Using Textractor in AWS Lambda

Textractor uses Pillow for image manipulation which is a compiled dependency (i.e. not pure Python). While we encourage you to build your own lambda layers, we received several requests mentioning that the process tedious, which is why we also offer precompiled layers as zip files that you can directly upload to lambda.

The precompiled layers are rebuilt on release and can be downloaded here https://github.com/aws-samples/amazon-textract-textractor/actions/workflows/lambda_layers.yml.

Step-by-step

We provide a step by step through the AWS Console, but note that proceeding with the AWS CLI would also work. For brevity we assume that you already have an existing lambda. You can find an excellent guide on how to create a lambda function here: https://docs.aws.amazon.com/lambda/latest/dg/getting-started.html. Note that your lambda function will need to have Textract access. Since we are targeting a wide range of use cases we will use the AmazonTextractFullAccess policy. We recommend that you review your lambda function and tailor the permission to your specific use case.

  1. Download the precompiled layers from the GitHub Actions workflow. https://github.com/aws-samples/amazon-textract-textractor/actions/workflows/lambda_layers.yml

    1. Navigate to the page

    2. Click on “Lambda Layers”

    _images/1b.png
    1. Scroll to the bottom of the page and download the package that matches your Python installation.

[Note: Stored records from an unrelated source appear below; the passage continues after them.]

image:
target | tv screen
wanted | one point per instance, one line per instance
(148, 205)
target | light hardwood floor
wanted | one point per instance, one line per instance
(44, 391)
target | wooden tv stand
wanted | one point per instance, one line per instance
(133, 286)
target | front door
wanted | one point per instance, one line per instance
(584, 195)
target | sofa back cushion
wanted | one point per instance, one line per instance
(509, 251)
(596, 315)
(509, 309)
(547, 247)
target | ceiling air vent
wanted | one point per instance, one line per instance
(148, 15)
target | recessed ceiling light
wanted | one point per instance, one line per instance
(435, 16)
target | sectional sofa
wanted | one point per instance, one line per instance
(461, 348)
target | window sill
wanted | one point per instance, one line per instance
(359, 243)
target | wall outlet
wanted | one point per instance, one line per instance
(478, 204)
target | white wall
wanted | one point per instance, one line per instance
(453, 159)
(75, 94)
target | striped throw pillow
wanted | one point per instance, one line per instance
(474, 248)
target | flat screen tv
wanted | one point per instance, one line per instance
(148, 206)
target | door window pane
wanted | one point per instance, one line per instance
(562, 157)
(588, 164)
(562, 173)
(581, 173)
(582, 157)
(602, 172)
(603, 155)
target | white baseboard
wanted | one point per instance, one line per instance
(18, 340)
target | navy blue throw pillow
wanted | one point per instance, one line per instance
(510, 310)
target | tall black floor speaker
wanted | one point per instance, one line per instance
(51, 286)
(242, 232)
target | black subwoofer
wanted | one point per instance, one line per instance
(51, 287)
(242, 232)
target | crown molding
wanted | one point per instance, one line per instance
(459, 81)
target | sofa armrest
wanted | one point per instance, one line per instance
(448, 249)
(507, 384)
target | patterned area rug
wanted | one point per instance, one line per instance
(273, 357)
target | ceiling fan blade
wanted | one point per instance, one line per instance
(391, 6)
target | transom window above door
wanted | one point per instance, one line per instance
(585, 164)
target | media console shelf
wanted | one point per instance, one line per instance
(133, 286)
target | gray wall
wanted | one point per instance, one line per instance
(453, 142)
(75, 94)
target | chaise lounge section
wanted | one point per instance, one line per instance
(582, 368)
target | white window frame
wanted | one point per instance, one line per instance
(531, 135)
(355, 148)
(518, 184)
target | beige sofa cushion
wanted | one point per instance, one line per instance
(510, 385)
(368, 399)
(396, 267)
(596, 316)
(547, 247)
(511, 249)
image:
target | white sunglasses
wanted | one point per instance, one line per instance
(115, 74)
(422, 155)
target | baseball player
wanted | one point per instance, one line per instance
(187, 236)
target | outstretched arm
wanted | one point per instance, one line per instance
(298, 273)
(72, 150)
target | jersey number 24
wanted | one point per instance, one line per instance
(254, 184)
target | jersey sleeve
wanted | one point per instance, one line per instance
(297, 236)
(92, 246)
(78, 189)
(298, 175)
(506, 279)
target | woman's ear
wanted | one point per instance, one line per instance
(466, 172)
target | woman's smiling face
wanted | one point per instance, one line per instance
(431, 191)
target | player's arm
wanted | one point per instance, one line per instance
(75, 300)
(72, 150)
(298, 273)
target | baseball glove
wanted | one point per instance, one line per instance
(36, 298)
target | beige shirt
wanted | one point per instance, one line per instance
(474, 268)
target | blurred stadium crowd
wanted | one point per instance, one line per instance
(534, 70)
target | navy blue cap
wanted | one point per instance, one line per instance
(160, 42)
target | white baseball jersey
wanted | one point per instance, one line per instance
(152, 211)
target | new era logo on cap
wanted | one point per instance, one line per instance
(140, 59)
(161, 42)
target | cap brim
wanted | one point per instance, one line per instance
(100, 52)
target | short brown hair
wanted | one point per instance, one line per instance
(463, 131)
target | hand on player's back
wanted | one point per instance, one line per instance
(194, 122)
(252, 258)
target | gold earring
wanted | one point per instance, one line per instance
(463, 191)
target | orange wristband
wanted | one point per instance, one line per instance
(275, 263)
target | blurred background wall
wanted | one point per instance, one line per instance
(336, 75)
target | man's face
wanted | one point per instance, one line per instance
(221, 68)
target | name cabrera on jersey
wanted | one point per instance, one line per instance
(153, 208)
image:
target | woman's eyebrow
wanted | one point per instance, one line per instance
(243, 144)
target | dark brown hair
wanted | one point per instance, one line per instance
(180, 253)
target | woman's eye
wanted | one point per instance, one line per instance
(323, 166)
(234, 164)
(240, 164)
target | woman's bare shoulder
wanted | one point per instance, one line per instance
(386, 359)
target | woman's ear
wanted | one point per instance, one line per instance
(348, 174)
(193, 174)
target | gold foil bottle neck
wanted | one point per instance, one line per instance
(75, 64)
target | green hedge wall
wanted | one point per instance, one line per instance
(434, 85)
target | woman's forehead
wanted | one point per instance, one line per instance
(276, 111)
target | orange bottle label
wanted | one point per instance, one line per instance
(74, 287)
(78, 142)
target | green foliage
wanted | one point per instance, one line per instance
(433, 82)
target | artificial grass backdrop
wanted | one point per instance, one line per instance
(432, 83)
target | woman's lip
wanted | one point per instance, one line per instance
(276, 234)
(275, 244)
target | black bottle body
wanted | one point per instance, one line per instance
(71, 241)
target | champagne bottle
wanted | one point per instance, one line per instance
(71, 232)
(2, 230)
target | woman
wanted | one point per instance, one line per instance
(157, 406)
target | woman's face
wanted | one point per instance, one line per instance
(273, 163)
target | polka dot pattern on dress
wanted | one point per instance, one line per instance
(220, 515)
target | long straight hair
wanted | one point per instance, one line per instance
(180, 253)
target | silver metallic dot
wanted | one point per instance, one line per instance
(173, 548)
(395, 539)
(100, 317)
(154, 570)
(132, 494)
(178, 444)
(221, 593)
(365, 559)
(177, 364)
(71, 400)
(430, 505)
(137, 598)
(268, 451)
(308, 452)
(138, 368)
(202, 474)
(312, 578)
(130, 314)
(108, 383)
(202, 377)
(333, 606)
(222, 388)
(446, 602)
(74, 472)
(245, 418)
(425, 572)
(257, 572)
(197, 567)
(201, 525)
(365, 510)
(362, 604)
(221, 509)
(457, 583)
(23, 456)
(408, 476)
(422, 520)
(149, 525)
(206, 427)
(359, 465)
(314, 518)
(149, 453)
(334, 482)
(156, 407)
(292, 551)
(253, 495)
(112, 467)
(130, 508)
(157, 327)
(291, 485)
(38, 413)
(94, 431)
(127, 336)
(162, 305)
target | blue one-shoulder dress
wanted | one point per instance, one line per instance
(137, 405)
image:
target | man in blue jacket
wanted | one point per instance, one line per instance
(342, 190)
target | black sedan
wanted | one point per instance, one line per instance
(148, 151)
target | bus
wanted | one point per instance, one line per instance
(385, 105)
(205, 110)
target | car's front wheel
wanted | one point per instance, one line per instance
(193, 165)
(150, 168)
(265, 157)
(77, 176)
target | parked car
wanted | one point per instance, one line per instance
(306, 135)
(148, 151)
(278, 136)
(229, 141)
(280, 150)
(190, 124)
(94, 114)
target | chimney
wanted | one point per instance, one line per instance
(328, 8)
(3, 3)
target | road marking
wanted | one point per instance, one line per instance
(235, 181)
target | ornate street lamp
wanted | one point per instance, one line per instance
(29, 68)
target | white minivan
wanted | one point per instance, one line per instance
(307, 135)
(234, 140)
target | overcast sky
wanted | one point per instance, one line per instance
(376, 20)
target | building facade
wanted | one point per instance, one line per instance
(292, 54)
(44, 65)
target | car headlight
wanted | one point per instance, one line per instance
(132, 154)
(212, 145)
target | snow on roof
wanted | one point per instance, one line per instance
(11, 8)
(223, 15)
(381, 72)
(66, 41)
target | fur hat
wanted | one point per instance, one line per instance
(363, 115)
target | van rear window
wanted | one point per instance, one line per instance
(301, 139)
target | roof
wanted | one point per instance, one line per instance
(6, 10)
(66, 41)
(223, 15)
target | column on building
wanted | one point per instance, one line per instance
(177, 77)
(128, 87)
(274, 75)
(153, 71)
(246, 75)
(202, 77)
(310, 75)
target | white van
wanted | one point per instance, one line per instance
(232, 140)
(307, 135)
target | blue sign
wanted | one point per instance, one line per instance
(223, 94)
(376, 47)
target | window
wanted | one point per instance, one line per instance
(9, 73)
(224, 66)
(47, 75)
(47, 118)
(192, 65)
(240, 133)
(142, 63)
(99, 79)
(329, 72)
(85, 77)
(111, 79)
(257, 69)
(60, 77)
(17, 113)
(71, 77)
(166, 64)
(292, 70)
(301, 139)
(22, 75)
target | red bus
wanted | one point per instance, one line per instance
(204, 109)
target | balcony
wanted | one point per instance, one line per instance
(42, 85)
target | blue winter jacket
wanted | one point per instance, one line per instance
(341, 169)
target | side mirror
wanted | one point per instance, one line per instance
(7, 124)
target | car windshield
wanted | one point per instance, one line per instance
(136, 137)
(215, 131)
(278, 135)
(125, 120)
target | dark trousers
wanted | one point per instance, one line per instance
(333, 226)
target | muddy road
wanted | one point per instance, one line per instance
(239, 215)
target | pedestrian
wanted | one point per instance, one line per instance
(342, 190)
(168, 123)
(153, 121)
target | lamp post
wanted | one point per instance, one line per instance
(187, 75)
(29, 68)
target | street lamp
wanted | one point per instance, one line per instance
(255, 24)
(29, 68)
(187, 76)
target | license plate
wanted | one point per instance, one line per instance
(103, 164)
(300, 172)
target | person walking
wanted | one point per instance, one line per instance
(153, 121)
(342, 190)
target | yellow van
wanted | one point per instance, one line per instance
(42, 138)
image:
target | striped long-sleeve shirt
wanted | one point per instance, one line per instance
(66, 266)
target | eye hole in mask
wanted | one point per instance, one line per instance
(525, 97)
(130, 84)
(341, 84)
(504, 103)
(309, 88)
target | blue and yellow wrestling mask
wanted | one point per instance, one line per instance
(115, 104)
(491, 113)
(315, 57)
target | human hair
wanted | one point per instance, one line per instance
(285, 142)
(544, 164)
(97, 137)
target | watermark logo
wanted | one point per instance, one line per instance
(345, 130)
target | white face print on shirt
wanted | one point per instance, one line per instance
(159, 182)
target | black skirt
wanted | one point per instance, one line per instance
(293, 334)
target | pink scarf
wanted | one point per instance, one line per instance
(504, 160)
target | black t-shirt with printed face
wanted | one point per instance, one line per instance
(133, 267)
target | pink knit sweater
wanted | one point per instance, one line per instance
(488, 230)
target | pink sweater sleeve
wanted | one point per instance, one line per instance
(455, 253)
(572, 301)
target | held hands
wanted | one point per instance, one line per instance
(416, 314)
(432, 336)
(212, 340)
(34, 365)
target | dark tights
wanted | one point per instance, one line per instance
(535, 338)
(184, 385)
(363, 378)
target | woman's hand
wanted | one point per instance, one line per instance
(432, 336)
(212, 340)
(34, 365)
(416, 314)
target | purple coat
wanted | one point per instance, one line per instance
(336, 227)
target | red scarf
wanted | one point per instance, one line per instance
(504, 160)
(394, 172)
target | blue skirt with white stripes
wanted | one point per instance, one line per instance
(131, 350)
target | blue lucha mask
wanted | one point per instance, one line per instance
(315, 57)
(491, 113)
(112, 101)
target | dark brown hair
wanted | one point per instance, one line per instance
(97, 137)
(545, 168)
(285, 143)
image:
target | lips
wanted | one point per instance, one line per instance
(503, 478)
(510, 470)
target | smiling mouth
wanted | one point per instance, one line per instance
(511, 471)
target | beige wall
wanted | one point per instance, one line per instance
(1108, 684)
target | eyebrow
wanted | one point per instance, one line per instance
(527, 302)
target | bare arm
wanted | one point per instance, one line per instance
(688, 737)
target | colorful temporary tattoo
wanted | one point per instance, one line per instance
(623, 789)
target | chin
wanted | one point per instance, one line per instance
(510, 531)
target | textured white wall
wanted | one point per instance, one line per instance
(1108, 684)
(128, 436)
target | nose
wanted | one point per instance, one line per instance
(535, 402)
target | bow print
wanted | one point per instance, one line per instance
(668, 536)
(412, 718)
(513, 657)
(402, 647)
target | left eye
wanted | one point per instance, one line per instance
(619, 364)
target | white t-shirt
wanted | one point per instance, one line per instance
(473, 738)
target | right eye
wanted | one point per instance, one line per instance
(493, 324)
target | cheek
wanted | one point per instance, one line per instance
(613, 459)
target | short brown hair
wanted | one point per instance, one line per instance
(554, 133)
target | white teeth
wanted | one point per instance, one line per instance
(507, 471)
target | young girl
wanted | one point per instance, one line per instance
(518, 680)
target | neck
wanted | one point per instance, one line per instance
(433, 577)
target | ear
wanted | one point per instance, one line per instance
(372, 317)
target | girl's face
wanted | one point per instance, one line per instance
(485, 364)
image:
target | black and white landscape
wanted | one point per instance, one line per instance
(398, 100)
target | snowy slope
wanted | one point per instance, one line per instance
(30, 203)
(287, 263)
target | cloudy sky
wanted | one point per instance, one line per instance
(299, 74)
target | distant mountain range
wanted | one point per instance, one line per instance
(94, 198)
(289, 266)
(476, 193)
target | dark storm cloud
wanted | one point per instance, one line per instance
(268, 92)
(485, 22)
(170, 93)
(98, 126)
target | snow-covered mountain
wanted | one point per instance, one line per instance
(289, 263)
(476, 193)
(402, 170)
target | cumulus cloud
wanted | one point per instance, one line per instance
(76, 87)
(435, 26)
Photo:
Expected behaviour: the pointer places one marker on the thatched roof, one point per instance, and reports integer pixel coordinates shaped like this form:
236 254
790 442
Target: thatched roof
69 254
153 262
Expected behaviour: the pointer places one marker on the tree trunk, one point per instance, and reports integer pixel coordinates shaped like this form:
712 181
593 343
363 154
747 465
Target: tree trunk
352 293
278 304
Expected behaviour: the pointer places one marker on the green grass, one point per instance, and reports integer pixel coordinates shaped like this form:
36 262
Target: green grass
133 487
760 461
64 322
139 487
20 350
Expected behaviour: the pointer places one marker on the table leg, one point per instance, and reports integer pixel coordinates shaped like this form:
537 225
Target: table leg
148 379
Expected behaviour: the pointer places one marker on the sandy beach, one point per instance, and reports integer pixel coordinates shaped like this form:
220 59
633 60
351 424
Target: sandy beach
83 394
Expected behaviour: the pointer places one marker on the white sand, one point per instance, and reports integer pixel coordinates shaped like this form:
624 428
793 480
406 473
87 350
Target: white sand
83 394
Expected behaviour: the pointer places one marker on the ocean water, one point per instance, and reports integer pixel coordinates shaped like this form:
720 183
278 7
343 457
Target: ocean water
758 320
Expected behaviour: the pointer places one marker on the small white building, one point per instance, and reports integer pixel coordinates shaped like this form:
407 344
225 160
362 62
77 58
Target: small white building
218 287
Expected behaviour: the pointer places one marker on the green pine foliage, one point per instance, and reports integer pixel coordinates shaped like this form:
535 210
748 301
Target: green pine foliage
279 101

Packages with the -pdfium suffix contain pypdfium2 and allow you to process PDF documents. Packages with the -pdf suffix contain pdf2image and also allow you to process PDF documents, however we recommend using pypdfium2 as it does not require any OS-level dependencies.

    _images/1c.png
  2. In your AWS Console, navigate to “Lambda” and click “Layers” in the sidebar to the left.

    _images/2.png
    1. Click “Create layer”

    _images/2a.png
    1. Fill-in the form and upload the .zip file you downloaded in step 1.

    _images/2b.png
    1. Click “Create”

  3. Navigate to your lambda

    1. Scroll down and click “Add a layer”

    _images/3a.png
    1. Choose “Custom layers” and pick your amazon-textract-textractor layer

    2. Click “Add”

    _images/3c.png
  4. Update your code to use Textractor

    1. If using the pdf2image PDF version you have to update the PATH and LD_LIBRARY_PATH environment variables through the lambda function configuration interface or directly in code with the os module:

    os.environ["LD_LIBRARY_PATH"] = f"/opt/python/bin/:{os.environ['LD_LIBRARY_PATH']}"
    os.environ["PATH"] = f"/opt/python/bin/:{os.environ['PATH']}"